Il loro punto di vista è cruciale, perché hanno meglio di chiunque altro il polso della situazione locale. Ma deve convergere attraverso canali istituzionali, per decidere collegialmente la strategia condivisa. Di nuovo, come succede in Germania, dove i 16 presidenti dei Länder (che sono un po’ più antichi e istituzionalmente importanti delle nostre Regioni, anche di quelle autonome) si sono riuniti con la Cancelliera e hanno assunto una posizione e una strategia comune. Certo affinché questo possa avvenire anche nel nostro Paese occorre che il centro non si attardi e non si mostri incerto, costringendo le Regioni a prendere l’iniziativa. È anche la mancanza di una autorevole regia centrale che scarica sulle Regioni la abusata accusa di “andare in ordine sparso”.

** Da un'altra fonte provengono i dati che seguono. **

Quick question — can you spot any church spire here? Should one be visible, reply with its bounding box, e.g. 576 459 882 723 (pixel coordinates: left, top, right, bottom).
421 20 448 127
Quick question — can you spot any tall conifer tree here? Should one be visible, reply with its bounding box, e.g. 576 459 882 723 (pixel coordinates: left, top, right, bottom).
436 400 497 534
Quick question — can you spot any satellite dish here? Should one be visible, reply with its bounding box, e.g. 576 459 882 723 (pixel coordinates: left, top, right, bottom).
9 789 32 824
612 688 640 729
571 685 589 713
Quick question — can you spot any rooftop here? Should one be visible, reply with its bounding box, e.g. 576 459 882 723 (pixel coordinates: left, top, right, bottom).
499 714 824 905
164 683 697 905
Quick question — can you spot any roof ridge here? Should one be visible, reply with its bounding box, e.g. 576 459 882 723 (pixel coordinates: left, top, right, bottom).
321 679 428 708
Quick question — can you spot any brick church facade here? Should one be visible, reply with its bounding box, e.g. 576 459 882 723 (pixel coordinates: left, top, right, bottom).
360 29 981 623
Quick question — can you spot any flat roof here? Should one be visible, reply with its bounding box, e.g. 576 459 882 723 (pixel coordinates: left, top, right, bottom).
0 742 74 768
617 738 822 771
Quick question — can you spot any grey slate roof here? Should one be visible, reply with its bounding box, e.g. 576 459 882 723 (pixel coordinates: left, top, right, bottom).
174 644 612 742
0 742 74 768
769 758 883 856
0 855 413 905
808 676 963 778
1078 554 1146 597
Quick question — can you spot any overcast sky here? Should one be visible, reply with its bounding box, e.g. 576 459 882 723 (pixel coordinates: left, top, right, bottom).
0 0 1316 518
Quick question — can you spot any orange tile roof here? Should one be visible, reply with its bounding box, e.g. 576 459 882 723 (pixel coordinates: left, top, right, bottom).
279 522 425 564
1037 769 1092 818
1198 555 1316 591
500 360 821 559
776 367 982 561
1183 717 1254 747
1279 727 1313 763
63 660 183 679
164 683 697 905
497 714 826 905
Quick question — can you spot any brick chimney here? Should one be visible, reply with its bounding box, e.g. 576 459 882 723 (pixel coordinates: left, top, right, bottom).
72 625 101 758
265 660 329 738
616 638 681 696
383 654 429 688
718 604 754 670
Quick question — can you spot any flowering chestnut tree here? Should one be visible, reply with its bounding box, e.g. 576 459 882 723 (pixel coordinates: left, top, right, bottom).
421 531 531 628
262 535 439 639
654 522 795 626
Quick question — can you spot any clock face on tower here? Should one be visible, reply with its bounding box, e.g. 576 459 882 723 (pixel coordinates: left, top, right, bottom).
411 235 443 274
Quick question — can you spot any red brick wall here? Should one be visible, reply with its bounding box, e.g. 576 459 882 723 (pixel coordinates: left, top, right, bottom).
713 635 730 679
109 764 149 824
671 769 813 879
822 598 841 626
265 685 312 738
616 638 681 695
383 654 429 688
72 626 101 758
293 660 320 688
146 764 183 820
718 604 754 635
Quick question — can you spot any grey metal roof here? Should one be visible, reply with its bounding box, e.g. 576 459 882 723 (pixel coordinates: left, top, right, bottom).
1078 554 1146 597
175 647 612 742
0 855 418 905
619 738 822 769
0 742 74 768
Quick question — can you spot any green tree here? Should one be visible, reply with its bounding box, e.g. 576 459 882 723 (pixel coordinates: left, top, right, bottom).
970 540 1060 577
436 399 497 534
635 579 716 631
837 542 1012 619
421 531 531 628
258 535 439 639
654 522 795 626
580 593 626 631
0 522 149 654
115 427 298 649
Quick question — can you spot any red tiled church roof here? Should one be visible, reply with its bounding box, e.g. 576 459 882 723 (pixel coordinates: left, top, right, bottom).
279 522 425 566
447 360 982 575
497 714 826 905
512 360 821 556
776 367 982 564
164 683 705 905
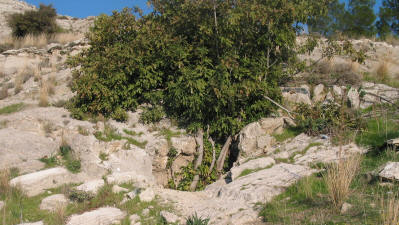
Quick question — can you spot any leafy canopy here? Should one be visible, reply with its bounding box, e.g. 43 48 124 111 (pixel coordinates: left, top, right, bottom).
70 0 327 138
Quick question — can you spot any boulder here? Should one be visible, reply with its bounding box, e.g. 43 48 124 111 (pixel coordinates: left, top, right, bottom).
112 185 129 194
10 167 77 197
283 92 312 105
76 179 104 194
313 84 326 102
171 136 197 155
129 214 140 225
348 88 360 109
40 194 69 211
67 207 126 225
230 157 276 180
379 162 399 180
160 211 179 224
238 117 285 159
18 221 44 225
139 188 155 202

Secondo consiglio: per riaprire, perché bisognerà riaprire, occorre imparare a convivere con il virus, quale indesiderato ospite delle nostre comunità. Questo significa adottare un protocollo di comportamento nei luoghi di lavoro e in quelli pubblici: misurare la temperatura, continuare a lavarsi frequentemente le mani, disinfettare, usare la mascherina, organizzare turni per non affollare i mezzi di trasporto pubblico, proseguire con il telelavoro dove si può, ed per un tempo adeguato evitare le occasioni di socializzazione (spettacoli, bar, concerti, ristoranti, dove è impossibile rispettare la distanza minima).
Sarà difficile impedire che il virus continui a girare, ma con i comportamenti giusti e con le accresciute conoscenze sanitarie potrà divenire sempre meno pericoloso. Se, però, continuassimo a fare i galli di Renzo, finiremo come polli divorati, socialmente ed economicamente, dal virus.

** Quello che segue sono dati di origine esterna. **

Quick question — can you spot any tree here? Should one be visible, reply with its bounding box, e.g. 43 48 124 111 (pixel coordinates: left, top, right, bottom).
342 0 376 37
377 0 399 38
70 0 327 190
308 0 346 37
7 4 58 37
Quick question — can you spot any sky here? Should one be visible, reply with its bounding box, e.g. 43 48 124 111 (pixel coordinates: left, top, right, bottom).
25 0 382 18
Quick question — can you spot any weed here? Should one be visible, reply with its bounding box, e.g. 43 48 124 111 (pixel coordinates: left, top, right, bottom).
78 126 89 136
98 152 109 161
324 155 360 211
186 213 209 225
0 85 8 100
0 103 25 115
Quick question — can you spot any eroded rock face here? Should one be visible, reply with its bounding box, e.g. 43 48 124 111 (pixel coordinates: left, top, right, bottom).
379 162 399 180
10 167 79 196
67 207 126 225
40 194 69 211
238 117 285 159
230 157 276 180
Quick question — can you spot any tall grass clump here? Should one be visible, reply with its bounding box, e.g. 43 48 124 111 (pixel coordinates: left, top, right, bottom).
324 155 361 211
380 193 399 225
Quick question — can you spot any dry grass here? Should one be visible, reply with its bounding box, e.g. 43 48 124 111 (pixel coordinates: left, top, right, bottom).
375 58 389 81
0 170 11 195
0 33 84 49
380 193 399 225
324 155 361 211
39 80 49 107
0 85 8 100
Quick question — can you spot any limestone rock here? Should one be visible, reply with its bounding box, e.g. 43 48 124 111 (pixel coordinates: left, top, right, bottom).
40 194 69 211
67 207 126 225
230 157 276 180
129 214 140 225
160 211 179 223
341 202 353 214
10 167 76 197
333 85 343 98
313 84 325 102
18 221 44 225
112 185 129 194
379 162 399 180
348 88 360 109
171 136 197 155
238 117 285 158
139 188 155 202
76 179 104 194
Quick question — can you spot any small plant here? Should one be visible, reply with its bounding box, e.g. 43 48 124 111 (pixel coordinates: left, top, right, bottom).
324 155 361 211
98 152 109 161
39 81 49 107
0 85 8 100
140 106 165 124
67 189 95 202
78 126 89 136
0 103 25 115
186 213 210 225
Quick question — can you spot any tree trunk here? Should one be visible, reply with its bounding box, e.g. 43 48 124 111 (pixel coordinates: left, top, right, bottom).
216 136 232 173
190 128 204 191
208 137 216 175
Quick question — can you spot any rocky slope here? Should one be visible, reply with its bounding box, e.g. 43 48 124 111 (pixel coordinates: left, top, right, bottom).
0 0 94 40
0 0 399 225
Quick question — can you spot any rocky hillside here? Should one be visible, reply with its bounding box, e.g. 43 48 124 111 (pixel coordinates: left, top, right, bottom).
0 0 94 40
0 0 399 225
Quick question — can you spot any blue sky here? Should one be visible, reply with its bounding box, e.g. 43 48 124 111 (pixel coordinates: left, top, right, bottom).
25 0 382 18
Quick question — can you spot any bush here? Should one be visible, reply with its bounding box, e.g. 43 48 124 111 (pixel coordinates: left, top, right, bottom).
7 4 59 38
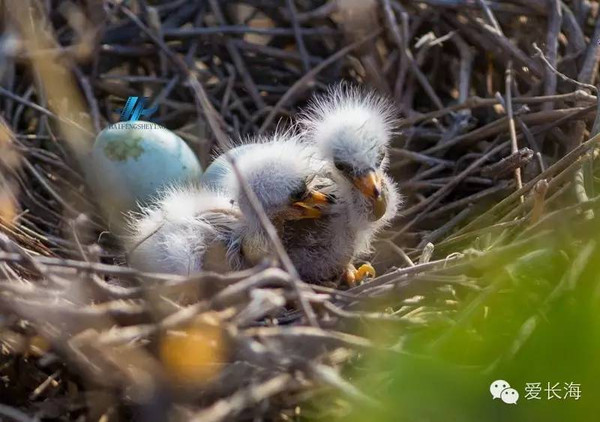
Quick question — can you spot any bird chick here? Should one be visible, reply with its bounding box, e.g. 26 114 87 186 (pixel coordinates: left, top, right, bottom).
299 84 401 257
126 137 327 275
201 137 356 283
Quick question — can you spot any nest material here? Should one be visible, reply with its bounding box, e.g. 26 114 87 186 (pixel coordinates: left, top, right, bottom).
0 0 600 421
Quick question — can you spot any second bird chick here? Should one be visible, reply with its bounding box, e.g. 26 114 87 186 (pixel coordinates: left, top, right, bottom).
299 84 401 283
126 134 328 275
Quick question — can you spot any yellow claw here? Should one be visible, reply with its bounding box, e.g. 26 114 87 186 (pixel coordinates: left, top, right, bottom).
355 262 377 283
344 263 377 287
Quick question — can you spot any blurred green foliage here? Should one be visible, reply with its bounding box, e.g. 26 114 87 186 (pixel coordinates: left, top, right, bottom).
308 221 600 422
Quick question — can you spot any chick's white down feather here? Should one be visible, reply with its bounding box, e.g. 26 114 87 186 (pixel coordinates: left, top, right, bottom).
127 134 322 275
299 84 402 258
126 186 239 275
224 137 315 223
299 84 394 173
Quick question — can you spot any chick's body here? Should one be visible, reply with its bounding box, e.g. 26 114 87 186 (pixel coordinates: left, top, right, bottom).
126 186 243 276
127 134 325 275
300 84 401 258
201 136 357 283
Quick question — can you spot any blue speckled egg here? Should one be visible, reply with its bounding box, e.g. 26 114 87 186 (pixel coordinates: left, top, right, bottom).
86 121 202 212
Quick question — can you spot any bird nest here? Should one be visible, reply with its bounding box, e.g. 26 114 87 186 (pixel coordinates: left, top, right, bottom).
0 0 600 421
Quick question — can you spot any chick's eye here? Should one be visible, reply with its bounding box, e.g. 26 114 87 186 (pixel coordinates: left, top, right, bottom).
333 161 351 173
290 186 308 202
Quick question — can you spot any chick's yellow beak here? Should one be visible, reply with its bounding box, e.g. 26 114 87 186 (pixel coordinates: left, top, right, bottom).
292 191 332 220
354 170 387 221
354 170 381 200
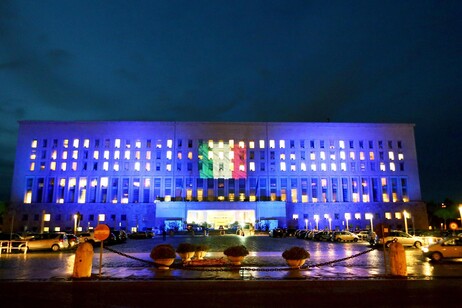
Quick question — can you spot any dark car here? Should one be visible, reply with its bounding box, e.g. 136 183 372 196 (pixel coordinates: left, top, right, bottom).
269 228 285 237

PS: Finito e messo in rete l’articolo abbiamo scoperto che il Presidente designato di Confindustria, Carlo Bonomi, traccia un modello di riapertura rigoroso: «Serve un calendario di ripresa in sicurezza metodologicamente chiaro, funzionale al raggiungimento di due obiettivi: riaprire la produzione perché solo essa dà reddito e lavoro; e farlo evitando un secondo contagio, che ci porterebbe a nuove misure di chiusura a quel punto ancor più disastrose». Siamo convinti che tutti gli imprenditori saranno d’accordo.